Bromage saw the despair on Tucchio’s face after the game.
“I said to her, ‘honey, your day is coming. And when it comes, it's gonna be long,’” Bromage said. “She's obviously heartbroken today, but she's worked so hard with her kids. And she's a wonderful coach. She's prepared. When we would go to the conventions, she would go to every clinic and write down everything. She's the chair of our field hockey committee now. A warm, sincere person. I’d love to play for her.”
Bromage knows of what she speaks, especially the part of how the Bears’ day is coming. Tucchio took a team of sophomores and juniors to the finals, including a win in the snow last week in the semifinals.
“There's gotta be some magic potion or something that lets you play your best game (in the finals). I don't know,” Tucchio said.

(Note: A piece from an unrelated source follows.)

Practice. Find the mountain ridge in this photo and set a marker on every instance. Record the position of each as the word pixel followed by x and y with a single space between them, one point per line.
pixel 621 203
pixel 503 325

The potion was Saturday’s experience. Sophomores and juniors become juniors and seniors. This group will use Saturday’s lessons and approach next season’s championship game differently. If they get there, of course. But then, here is how they will prepare:
“The offseason starts the week after Thanksgiving,” Tucchio said. “We do a winter clinic. Once a week, we'll play in the indoor league in North Branford on Tuesday nights. As we get towards the spring, we go to UConn and we can do a few tournaments. In the summertime we'll train four days a week. We might be able to train six days a week if CIAC changes their bylaws on out of season training. We’ll do a UConn camp. We're gonna use every bit of it.”
This is why Tooch needs to listen to Cookie. The day is coming.
“This team just made amazing progress all year long and got better and better. They're a good team. Today was not our day. I don't know if just mentally if we were in a good head space,” Tucchio said.
“I don't think people understand how hard it is to get here. Even with some of my best teams that I've ever had. We are out in the quarterfinals. There needs to be a little luck, the timing needs to be right and you need to get the right match. There's just so many things that need to go well.”